According to the latest data from the CDC, 7% of vaccine recipients have been Black — although U.S. Census data show Black people make up an estimated 13.4% of the population. Distrust as a consequence of events such as the Tuskegee experiments and inequitable access to vaccines are viewed as contributing factors in the disparity.

“We had a Zoom call with a few doctors talking about the vaccine. And, you know, obviously, in the African American community, there's always a lot of skepticism … because the history of medicine and use with African Americans,” Lakers forward Kyle Kuzma said last week. “So, obviously, we have that there, but at the same time, I think, what you don't know, you don't know. So, obviously, over the past couple of weeks with the vaccine, there's been good feedback and positive reports on it. So, with the science there, you know, you have to take a look at it.”

Silver said the NBA didn't have plans to make vaccinations mandatory.

“In terms of the education efforts, those are ongoing,” Silver said Saturday. “I think ultimately these are personal decisions that players need to make, just like everyone in our communities need to make. We see our role, together with the Players Assn., [as] providing them with the best possible information and also encouraging them to seek out information on their own. They have personal physicians, others they may rely on.”

Players who have been vaccinated may be able to avoid missed games related to contact tracing while enjoying “some real advantages and benefits” if vaccinated.

“We'll make additional progress if players get vaccinated, but it certainly doesn't require that they all get vaccinated,” Silver said.

“I also anticipate — we're seeing this now both, I think, in actual numbers of people getting vaccinated in the United States, and opinion polls — that people are becoming more willing to get vaccinated. To those who have been hesitaters, I think as tens of millions of people now in the United States have gotten the vaccine that people are seeing, at least in the short term, what the impact is, and they're hearing about how incredibly effective these vaccines are.

“My hunch is," Silver added, "that most players ultimately will choose to get vaccinated. It's a personal decision, but I think especially … when they see the alternative.”

The NBA has been an advocate for vaccinations, though.
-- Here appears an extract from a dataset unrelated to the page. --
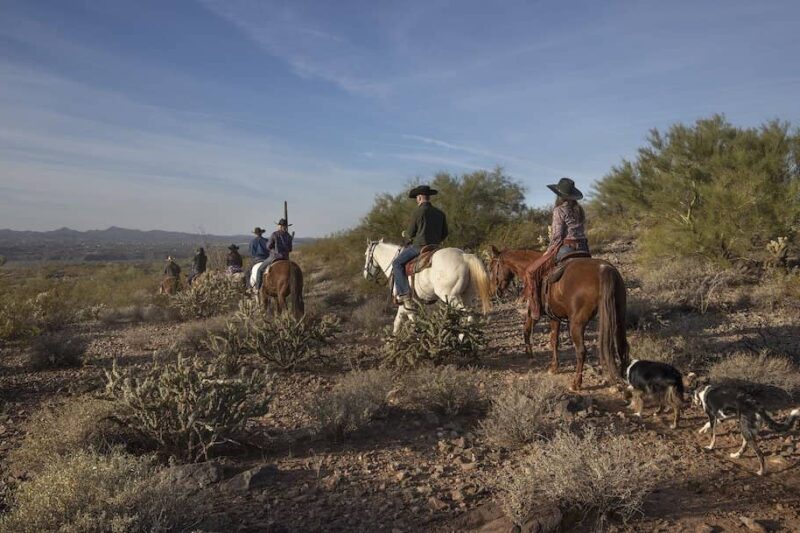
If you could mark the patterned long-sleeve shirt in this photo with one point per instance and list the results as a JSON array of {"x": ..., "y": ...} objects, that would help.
[{"x": 566, "y": 225}]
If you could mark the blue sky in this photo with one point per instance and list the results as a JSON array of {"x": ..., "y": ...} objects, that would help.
[{"x": 205, "y": 115}]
NBA legends such as Bill Russell, Kareem Abdul-Jabbar and Julius Erving have participated in public service announcements showing them receiving their vaccination shots.
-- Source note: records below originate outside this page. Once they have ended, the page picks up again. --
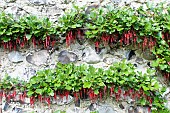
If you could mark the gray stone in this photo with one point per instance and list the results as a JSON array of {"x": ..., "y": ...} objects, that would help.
[
  {"x": 90, "y": 56},
  {"x": 15, "y": 56},
  {"x": 109, "y": 59},
  {"x": 12, "y": 10},
  {"x": 131, "y": 109},
  {"x": 31, "y": 10},
  {"x": 38, "y": 2},
  {"x": 38, "y": 58},
  {"x": 17, "y": 110},
  {"x": 148, "y": 55},
  {"x": 139, "y": 60},
  {"x": 5, "y": 106},
  {"x": 8, "y": 1},
  {"x": 66, "y": 57},
  {"x": 129, "y": 54},
  {"x": 106, "y": 109},
  {"x": 123, "y": 105}
]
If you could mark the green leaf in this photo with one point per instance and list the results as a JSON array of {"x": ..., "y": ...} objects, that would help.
[
  {"x": 68, "y": 87},
  {"x": 96, "y": 91},
  {"x": 33, "y": 81},
  {"x": 145, "y": 88},
  {"x": 28, "y": 36},
  {"x": 39, "y": 91},
  {"x": 101, "y": 84},
  {"x": 87, "y": 85},
  {"x": 30, "y": 93}
]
Current NBA players, though, have mixed feelings.

“No one going to rush when [you’re] healthy and young without enough research,” Lakers veteran Jared Dudley tweeted on Sunday about getting the vaccine.

The Lakers have had their season disrupted by the virus with guards Alex Caruso and Dennis Schroder missing extended time because of contact tracing. Center Marc Gasol is currently in the league’s health and safety protocols, an action spurred by a player's positive test or confirmed exposure to someone who has tested positive.

“I think it's all luck, man,” James said of contracting the virus. “I can't sit here and tell you I'm an expert on this whole thing. It's just luck. You have no idea how you can contract it or how you can get it. We know the cases, we know the studies, we hear the doctors and the things of that nature, and I've just tried to follow protocol as much as it’s been laid out to us.

“I go to the facility. And I go home. And I go to the arena. And I go home.”